After the call got disconnected, I stared blankly at the phone screen for a while and I wondered if she did it too, a thousand miles away.

I sighed a little and looked out of the window. Amidst the scorching sun, I could see a light shower.

I wanted to sleep but within few hours I had to leave for college. Didn't feel like sleeping. I kept my phone on the side table of my bed. On silent as always. Rose to my feet to make myself a cup of coffee. Strong, dark and less sugar, absolutely perfect for my taste.

A few minutes later, as I was sipping my coffee, I had to give a thought on what I have been doing with my life lately. One thing, I got straightly focused on my life and from the life I have been experiencing. If you are rich, you can slay the world, you can get anything on your pinky finger. And, I am obsessed with the thought of becoming rich one day. My only motto. Work hard. Be rich.
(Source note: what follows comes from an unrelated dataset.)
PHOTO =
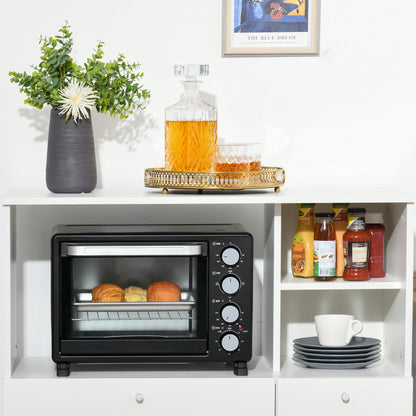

And talking about the love of my life, Zukroof. I have never been loved in a such a way that sometimes I don't understand If I am loving her enough to be able to receive this much love. I constantly deal with an inferiority complex. I am not at all confident of myself, I suffer from mood swings. I am constantly cautious about what people comment on me. And when Zukroof loves me like I'm the only guy she'll ever love. I just can't help. I don't mean to be rude to her, I don't want to lose her either. But, the thing with me is, I have never opened up to anyone in my life, I don't let anyone inside me. And that's why when I feel Zukroof willing to explore me, I just push her away. I love her to the point beyond her imagination. Because I'd be stupid to let a girl like her go. I just want to know how much is she willing to love me. She hasn't seen my flaws yet. She doesn't know a thing about me and I just want to know if I show her my flaws if I couldn't be strong would she love me the same?